Core Concepts8 min read

Dashboard

Command Center overview with real-time system health, smart insights, and operational widgets

Command Center Dashboard

The Command Center is your operational headquarters — a real-time executive summary of your organization's incident health. While individual incident pages focus on specific issues, the Dashboard reveals the big picture: systemic risks, workload bottlenecks, and patterns that are invisible when looking at single tickets.

Command Center Dashboard


Why the Dashboard Matters

Without Dashboard With Dashboard
Only see individual incidents See the "forest fire" not just trees
Manual health checks Real-time system status
Missed patterns AI-powered insights
Scattered metrics Unified operational view

Dashboard Layout

The Command Center is organized into distinct sections:


System Status

The System Status badge in the top-left provides an at-a-glance health indicator for your entire organization.

Status States

Status Visual Condition
CRITICAL 🔴 Red Any active HIGH urgency incident exists
DEGRADED 🟡 Yellow No HIGH urgency, but active MEDIUM/LOW incidents exist
OPERATIONAL 🟢 Green No active incidents

Status Logic

IF (active incidents with urgency = HIGH) > 0:
    status = CRITICAL
ELSE IF (active incidents) > 0:
    status = DEGRADED
ELSE:
    status = OPERATIONAL

Real-Time Updates

  • Status recalculates immediately when incidents change
  • Resolving the last HIGH incident downgrades from CRITICAL
  • Creating a new HIGH incident upgrades to CRITICAL instantly
  • No manual refresh needed

Metric Cards

The four hero cards provide immediate quantification of your current operational state.

TOTAL

Metric Description
Scope All incidents within selected time range
Default Range Last 30 days
Includes All statuses (OPEN, ACKNOWLEDGED, RESOLVED, etc.)

OPEN

Metric Description
Scope Incidents with status OPEN only
Excludes ACKNOWLEDGED, SNOOZED, SUPPRESSED
Purpose Shows "To-Do" pile requiring action

UNASSIGNED

Metric Description
Scope Incidents with no assignee
Time Range All time (not filtered by range selector)
Rationale Ensures old unassigned tickets aren't hidden

Note: A retention warning badge appears if your query exceeds the data retention limit.

CRITICAL

Metric Description
Scope Active incidents with HIGH urgency
Purpose Immediate attention counter
Alert Level Most urgent issues in your organization

Card Interactions

  • Click any card to navigate to filtered incident list
  • Hover shows tooltip with additional context
  • Color coding indicates health (green/yellow/red)

AI Smart Insights

The dashboard runs a rules engine against your live incident data to surface actionable insights. These appear as colored banners below the metrics.

Insight Types

Workload Risk (Yellow Banner)

Trigger: Unassigned Incidents / Total Open Incidents > 30%

⚠️ Workload Risk: 25% of open incidents are unassigned

What it means: Too many issues sitting without an owner.
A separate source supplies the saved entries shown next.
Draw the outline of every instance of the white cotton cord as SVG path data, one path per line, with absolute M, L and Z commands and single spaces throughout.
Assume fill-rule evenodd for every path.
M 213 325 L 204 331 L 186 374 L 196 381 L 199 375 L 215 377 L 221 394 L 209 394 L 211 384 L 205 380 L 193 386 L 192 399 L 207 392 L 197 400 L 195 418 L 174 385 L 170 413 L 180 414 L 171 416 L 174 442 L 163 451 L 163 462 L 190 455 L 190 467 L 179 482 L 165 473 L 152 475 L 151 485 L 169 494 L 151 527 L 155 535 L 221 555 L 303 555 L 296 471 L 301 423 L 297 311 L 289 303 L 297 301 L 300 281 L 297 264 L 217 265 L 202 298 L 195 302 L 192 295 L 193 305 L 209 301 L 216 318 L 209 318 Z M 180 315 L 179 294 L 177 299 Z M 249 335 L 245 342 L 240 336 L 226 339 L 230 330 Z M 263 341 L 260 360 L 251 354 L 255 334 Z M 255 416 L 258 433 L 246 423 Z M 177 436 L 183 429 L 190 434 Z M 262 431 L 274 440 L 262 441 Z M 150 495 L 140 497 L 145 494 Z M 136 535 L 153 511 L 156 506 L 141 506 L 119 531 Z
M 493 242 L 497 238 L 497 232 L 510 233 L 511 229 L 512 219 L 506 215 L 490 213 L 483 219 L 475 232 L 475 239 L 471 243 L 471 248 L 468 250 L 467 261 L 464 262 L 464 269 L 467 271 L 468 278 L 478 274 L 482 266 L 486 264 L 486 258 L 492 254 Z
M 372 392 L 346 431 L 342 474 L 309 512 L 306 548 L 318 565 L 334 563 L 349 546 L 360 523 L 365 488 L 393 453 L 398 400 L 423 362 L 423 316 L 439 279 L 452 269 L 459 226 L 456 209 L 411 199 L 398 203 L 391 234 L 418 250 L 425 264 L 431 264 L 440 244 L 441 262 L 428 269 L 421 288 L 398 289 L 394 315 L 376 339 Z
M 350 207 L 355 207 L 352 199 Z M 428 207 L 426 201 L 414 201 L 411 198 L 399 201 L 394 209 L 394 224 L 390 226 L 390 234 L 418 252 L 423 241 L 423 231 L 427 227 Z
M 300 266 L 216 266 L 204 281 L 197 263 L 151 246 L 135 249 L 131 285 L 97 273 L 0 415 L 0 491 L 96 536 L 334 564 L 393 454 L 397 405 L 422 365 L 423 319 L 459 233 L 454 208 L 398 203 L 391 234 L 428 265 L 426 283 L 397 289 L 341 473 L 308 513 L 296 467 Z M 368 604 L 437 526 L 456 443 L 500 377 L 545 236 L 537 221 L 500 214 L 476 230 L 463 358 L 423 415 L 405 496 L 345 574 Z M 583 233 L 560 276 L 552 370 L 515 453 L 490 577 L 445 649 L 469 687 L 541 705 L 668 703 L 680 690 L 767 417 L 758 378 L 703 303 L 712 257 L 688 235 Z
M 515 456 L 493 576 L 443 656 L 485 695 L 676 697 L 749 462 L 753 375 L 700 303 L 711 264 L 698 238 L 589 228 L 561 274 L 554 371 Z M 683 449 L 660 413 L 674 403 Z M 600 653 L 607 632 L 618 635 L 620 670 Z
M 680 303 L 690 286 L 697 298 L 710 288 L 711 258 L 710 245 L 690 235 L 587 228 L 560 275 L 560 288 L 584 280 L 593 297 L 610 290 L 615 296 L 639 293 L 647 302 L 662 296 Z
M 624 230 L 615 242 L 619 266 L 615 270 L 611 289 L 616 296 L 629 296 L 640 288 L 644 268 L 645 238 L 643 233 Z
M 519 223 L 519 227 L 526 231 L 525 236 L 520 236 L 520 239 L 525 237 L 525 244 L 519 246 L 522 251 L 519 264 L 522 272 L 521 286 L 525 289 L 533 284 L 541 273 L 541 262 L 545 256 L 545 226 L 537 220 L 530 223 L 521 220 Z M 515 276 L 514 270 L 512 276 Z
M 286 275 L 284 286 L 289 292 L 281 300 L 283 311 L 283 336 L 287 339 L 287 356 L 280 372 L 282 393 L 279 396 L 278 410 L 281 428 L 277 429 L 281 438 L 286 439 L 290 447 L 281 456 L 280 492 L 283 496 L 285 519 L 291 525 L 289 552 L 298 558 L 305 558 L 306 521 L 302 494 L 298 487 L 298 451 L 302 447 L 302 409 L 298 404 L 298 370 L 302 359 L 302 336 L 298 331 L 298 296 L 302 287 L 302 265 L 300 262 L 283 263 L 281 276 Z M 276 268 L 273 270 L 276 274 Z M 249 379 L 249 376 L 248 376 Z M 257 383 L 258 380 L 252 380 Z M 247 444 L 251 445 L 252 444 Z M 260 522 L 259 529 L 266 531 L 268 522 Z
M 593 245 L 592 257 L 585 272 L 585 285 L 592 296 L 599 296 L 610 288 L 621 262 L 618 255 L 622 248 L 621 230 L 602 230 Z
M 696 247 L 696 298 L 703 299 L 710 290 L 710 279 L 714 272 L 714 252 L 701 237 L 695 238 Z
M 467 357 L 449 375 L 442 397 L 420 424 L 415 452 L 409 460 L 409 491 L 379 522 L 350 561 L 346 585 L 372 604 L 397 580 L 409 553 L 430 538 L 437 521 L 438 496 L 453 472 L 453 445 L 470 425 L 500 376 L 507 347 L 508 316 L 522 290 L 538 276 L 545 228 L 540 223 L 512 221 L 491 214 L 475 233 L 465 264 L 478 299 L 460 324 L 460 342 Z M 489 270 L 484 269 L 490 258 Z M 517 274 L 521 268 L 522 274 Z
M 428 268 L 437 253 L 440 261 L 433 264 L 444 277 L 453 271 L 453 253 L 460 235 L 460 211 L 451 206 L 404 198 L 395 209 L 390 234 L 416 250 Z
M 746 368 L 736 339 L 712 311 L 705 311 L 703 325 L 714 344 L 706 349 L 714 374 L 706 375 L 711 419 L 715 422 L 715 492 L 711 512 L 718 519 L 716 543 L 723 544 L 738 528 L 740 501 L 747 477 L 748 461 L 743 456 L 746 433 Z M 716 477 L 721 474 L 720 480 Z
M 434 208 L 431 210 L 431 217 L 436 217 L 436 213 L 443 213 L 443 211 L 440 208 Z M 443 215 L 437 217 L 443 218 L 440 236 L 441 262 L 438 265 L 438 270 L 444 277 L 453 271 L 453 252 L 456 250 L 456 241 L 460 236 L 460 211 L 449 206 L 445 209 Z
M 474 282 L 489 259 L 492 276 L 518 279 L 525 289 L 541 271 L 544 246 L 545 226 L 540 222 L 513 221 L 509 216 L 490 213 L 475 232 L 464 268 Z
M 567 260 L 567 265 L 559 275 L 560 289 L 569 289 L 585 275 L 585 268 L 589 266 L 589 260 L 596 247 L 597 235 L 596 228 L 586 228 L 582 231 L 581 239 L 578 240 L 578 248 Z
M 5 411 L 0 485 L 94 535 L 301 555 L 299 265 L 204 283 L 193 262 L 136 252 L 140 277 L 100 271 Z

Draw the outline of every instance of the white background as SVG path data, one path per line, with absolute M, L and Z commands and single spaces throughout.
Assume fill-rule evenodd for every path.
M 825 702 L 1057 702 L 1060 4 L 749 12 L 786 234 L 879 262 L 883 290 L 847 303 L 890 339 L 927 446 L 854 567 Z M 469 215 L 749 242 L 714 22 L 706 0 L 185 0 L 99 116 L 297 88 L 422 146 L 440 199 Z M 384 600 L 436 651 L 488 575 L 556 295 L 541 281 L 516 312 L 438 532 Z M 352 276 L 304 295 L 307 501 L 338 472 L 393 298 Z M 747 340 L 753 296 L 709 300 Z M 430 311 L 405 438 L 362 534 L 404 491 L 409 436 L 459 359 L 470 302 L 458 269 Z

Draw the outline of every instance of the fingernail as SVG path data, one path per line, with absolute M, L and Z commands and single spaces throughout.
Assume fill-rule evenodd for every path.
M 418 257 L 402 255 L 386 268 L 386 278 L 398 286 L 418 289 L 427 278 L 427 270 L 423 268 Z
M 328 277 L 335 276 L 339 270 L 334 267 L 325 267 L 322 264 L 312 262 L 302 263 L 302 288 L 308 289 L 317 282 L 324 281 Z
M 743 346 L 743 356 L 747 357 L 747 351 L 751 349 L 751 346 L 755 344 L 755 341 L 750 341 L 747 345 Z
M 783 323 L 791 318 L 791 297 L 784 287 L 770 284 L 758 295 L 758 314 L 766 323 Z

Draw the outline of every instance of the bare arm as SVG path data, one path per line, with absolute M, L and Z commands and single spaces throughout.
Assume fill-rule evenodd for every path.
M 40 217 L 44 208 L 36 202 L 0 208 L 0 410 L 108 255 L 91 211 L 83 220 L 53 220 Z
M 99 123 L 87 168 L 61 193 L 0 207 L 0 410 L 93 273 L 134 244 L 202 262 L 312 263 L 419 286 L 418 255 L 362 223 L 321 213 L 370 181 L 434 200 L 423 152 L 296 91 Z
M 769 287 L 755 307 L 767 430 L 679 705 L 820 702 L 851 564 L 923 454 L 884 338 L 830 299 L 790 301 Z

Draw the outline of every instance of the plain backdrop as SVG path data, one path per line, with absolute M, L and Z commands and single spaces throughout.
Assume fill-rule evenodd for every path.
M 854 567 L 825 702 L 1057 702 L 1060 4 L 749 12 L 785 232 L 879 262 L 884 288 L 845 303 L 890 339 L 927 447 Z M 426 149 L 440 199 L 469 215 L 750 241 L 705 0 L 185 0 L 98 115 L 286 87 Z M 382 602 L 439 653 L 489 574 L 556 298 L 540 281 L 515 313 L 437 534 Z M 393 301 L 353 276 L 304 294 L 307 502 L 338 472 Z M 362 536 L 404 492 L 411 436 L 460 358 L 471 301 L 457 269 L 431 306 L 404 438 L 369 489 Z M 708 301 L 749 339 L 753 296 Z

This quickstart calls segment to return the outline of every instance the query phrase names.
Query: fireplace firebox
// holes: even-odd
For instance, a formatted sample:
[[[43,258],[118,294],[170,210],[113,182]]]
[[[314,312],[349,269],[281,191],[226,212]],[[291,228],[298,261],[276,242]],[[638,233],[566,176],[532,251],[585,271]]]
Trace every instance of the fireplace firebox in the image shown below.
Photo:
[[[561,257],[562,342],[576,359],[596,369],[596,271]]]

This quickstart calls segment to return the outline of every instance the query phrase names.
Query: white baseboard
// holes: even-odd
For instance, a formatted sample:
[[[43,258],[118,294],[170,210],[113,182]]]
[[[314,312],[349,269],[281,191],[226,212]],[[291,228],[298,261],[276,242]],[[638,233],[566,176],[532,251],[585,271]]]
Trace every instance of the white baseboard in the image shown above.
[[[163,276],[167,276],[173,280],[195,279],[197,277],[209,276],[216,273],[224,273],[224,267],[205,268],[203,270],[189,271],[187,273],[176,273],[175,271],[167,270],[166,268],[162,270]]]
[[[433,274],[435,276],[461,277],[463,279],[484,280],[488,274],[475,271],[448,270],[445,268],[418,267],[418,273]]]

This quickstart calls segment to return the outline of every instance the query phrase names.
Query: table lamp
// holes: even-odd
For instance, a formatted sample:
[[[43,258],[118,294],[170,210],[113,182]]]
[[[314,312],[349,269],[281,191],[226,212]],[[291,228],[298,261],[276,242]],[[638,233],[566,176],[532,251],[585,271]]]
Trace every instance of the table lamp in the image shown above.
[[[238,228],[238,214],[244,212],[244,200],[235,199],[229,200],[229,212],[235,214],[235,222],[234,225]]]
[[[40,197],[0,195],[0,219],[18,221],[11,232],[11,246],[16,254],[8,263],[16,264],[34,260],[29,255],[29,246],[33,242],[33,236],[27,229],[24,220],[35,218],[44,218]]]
Action: Assign incidents to appropriate responders or teams.

Critical Spike (Red Banner)

Trigger: Active HIGH Urgency Incidents >= 3

🔴 Critical Spike: 3 active HIGH urgency incidents detected

What it means: Potential major outage or cascading failure.

Action: Assess if incidents are related; consider incident commander.

Root Cause Hint / Concentration (Blue Banner)

Trigger: Single service accounts for >= 40% of active incidents (minimum 3 incidents)

💡 Root Cause Hint: 40% of alerts are from 'API Gateway'

What it means: Dependent service may be failing, causing cascading alerts.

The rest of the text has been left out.